なぜそんな時刻なのかというと、アヤセさんの仕事のため…時空を行き来するためには、昼間よりも深夜の方が何かと好都合らしい。

だがそれだけではなく、生まれて間もない赤ん坊を病院から連れ出すにも、そちらの方が好条件なのだろう。

もちろん入院病棟なので24時間灯りが消えることもなく、警備が手薄になるわけではない。

それでも、”人の目” という最も厄介な警備は段違いに減るのだから、アヤセさんの指定時間は正しい選択に思えた。


だがそのおかげで、わたしと彬くんと赤ちゃん、三人の家族時間を持つことができたのだ。


ありったけの愛情で、彼を抱きしめ、髪にキスして、彼の健康と幸せを心の底の底から願う。

この子の病気が無事に治るのか、どんな男の子に成長していくのか、それを見守っていけないことに絶望せずにはいられないけれど、そんなことよりも、この子の命の方が大事なのだ。

そう言い聞かせて、涙を堪えて、それでもやっぱり、泣けてきて。



『大人になったこの子がロマンチストになるのかどうかは、わたし達は知ることができないのね……』


涙声を隠し切れずに呟くと、彬くんがわたしと赤ちゃんを一緒に抱きしめてくれた。


『大丈夫。今こうして、ロマンチストの種を仕込んでおいたから、きっと間違いなく、この子はロマンチストになるはずだ』


冗談とも真剣とも聞き分けられなかったのは、彬くんの声も、掠れていたからだ。

けれどそんなことを言うわたしの夫は、やっぱり超がつくほどのロマンチストなのだと思った。





やがて消灯時刻になり、看護師が赤ちゃんを迎えに来てくれた。

いよいよ最後の別れである。

だが息子との別れに伴い、悲しみや寂しさだけではない複雑な気持ちも覚えてしまうのだった。


『それでは責任持ってお預かりしますね。お母さんもお父さんもゆっくり体を休めてください』


労いを込めてそう言ってくれた看護師に、申し訳ないという感情がいっぱいになったからだ。

なぜなら、今夜、この病院から、新生児が一名、連れ去られるのだから。



アヤセさんの説明では、病院内、外回りの防犯カメラはすでに確認済みで、新生児室以外のそれに映り込むことはないそうだ。

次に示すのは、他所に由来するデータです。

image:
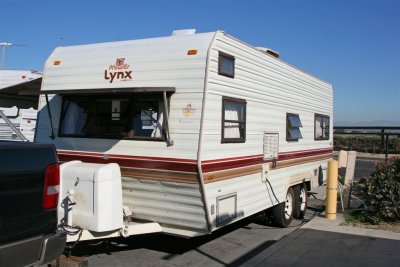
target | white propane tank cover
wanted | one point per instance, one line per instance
(183, 32)
(97, 194)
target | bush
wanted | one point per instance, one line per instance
(381, 190)
(365, 143)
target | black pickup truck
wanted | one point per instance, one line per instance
(29, 185)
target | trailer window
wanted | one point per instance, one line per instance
(233, 120)
(293, 125)
(113, 116)
(321, 127)
(226, 65)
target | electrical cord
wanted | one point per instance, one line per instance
(72, 230)
(277, 200)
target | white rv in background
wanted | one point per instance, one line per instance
(184, 134)
(17, 112)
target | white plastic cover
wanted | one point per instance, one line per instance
(96, 190)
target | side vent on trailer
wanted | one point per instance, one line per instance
(183, 32)
(271, 145)
(269, 51)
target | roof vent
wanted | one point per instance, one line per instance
(269, 51)
(183, 32)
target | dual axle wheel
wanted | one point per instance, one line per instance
(294, 206)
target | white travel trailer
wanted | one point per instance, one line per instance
(198, 131)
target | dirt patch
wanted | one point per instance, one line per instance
(394, 227)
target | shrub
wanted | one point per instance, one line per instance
(381, 190)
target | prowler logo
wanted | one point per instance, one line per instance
(118, 71)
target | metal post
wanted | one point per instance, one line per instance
(386, 146)
(331, 190)
(3, 56)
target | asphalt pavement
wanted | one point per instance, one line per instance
(314, 241)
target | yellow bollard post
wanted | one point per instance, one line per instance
(331, 190)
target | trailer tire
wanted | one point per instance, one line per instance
(282, 213)
(300, 201)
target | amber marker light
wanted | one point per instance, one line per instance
(192, 52)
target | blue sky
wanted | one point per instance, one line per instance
(354, 45)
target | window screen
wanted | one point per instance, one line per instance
(112, 116)
(293, 125)
(321, 127)
(233, 120)
(226, 65)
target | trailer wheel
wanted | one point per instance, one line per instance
(282, 213)
(300, 201)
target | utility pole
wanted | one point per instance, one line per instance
(3, 52)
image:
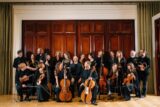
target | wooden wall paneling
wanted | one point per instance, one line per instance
(43, 34)
(28, 38)
(157, 43)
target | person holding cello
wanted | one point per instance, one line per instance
(41, 81)
(63, 81)
(129, 82)
(89, 87)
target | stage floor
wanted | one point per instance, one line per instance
(149, 101)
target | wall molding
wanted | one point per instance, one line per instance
(68, 12)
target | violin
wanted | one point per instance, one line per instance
(130, 77)
(65, 94)
(86, 94)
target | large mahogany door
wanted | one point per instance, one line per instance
(121, 36)
(78, 36)
(90, 36)
(157, 43)
(63, 37)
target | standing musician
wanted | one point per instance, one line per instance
(49, 71)
(112, 79)
(130, 82)
(82, 59)
(143, 70)
(76, 71)
(34, 65)
(19, 59)
(41, 80)
(40, 55)
(57, 58)
(60, 69)
(23, 81)
(66, 61)
(89, 74)
(121, 62)
(132, 58)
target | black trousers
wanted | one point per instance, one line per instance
(126, 91)
(42, 93)
(21, 90)
(143, 77)
(94, 91)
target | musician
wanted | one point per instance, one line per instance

新生児室から息子を連れ出したアヤセさんは、すぐに未来へ戻るのだという。

ということは、何者かが新生児室に侵入し新生児を連れて出る…という場面は録画されるものの、それ以降の動向はいっさい発見されないということで。

事実、わたし達の息子はいなくなってしまうのだから、おそらく刑事事件に発展し、わたし達が真相を明らかにしない以上、未解決事件となってしまうのは想定できる。


親切にしてくれたこの看護師にも、お世話になった病院にも、結果的には多大な迷惑を与えてしまうのだ。

だが、いくら心苦しさを感じても謝罪するわけにはいかない。

わたし達夫婦は今後、何千、いや何万回…それ以上にも、心の中で彼らに詫び続ける必要があるのだ。



『……すみません。この子のこと、よろしくお願いします』


まず一度目の ”すみません” を直接伝えたとき、眠ってる息子が、ニコッと唇を動かした。


『あら、赤ちゃん、笑ってますね。いい夢を見てるのかもしれませんね』


看護師の言葉に、わたしも彬くんも、声が詰まってしまう。


どうか、どうか……この子の微笑みが、ずっと途切れることはありませんように。

祈りをこめて、その額に最後のキスを落とした。

そして彬くんはそのちっちゃな小指を柔らかく握り、自分の唇に優しく当てると『愛してるよ』と告げた。


するとその姿を見た看護師が、


『まあ、外国の映画に出てくるご夫婦みたいですね。ロマンチックで素敵です』


と嘆息したのだ。

わたし達は顔を見合し、互いに張り詰めていたものを解くように、目を細めた。


『じゃあ、この子もロマンチストになりますかね』


嬉しそうに彬くんが問う。

看護師は満面に笑って答えた。


『きっとそうですよ。この赤ちゃんは、ロマンチスト確定です!』



看護師にしてみれば、特段意識もしてないだろう、何てことはない普通の世間話。

けれどわたし達にとっては、もう見ることのない未来を、ほんのわずかな一瞬だけ垣間見せてもらえたような時間だった。



こうして、わたしと彬くんは、大事な大事な自分達の命よりも大切な一人息子と、最後の別れを迎えたのだった。